ばっちり目が会ってしまった私に少し驚いたようで、赤みがかった目をまあるく開いてこちらを見ている。見た目もそうだけど、直感的にこの人も善逸と同じように人ではないなというのがわかってしまう。このひとはきっと。
「…………神様?」
「これは、驚いたな……」
否定をしないのは当たりだということだろう。このひとは、この神社の神様のようだ。
「人の子にしては随分神気がべったりだな……このにおい、君が善逸の花嫁か」
「善逸を知ってるんですか?」
知ってる名前が出たことで知らずに張っていた気が緩む。そんな私の様子に気づいたのか、神様は太陽のように明るい笑顔を見せてくれた。
「ああ!善逸は昔馴染みなんだ」
君の事はよく聞いている。そう言われて、人のいない所でどんなことを触れ回っているのか少し気になる。けれどそんなことよりなにより。
「私、花嫁じゃないんで……」
これだけは訂正しておきたい。なんで初対面の人にまで花嫁とか言われないといけないのか。いや人じゃなくて神様なんだけど、そんなことはどうでもいい。

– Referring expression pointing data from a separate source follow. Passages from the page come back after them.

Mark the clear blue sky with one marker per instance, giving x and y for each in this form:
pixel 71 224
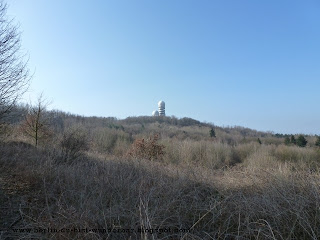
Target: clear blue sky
pixel 249 63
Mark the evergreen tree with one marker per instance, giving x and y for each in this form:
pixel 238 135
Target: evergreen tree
pixel 212 133
pixel 301 141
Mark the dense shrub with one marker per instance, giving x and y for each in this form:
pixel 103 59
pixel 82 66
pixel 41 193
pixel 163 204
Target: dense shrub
pixel 147 148
pixel 73 144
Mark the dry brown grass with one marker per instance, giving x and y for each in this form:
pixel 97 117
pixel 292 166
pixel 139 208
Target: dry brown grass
pixel 263 198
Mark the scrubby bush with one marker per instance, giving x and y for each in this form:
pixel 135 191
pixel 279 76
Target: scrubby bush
pixel 73 144
pixel 147 148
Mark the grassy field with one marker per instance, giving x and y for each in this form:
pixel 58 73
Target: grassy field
pixel 103 178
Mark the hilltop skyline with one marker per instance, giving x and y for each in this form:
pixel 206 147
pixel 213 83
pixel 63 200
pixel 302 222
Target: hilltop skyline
pixel 251 64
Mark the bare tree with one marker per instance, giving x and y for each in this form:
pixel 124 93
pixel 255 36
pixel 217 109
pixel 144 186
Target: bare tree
pixel 14 74
pixel 36 124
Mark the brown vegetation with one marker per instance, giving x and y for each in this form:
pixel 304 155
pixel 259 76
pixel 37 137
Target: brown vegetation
pixel 229 187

「結婚する気はないんです!善逸が勝手にそう言ってるだけなので!」
「そうなのか?」
きょとんとした顔で首を傾げると、犬がにおいを嗅ぐときのように鼻をすんと鳴らした。耳も尻尾も犬のようだし、この神様は犬の神様なのだろうか。
すん、すん、と数回においを嗅いでまた首を傾げると、心底不思議そうに言った。
「でも君は善逸が好きだろう?」
ぐっ、と喉の奥に何かが詰まったように苦しい。善逸の名前を出したら恋をしているにおいがした、なんて。まったく含みのない笑顔で言われてしまい、これは嘘でもはったりでもなさそうだ。
目の前の神様が言う通り、私は善逸に恋をしてしまっている。けれどこれは、私の意思じゃない。言霊で縛られた偽物の恋だから。自分でも自覚するくらい好きなのに、言霊で作られた感情だと思うと悲しい。
「俺でよければ話を聞くが……」
私の感情を読んだかのように、神様は心配そうに言ってくれた。善逸という他の人には見えない存在の事だったから、友達や家族にも話せなかった。聞いてくれるのは嬉しい。優しい声に誘われるように、私は溜め込んだ感情や悩みを打ち明けた。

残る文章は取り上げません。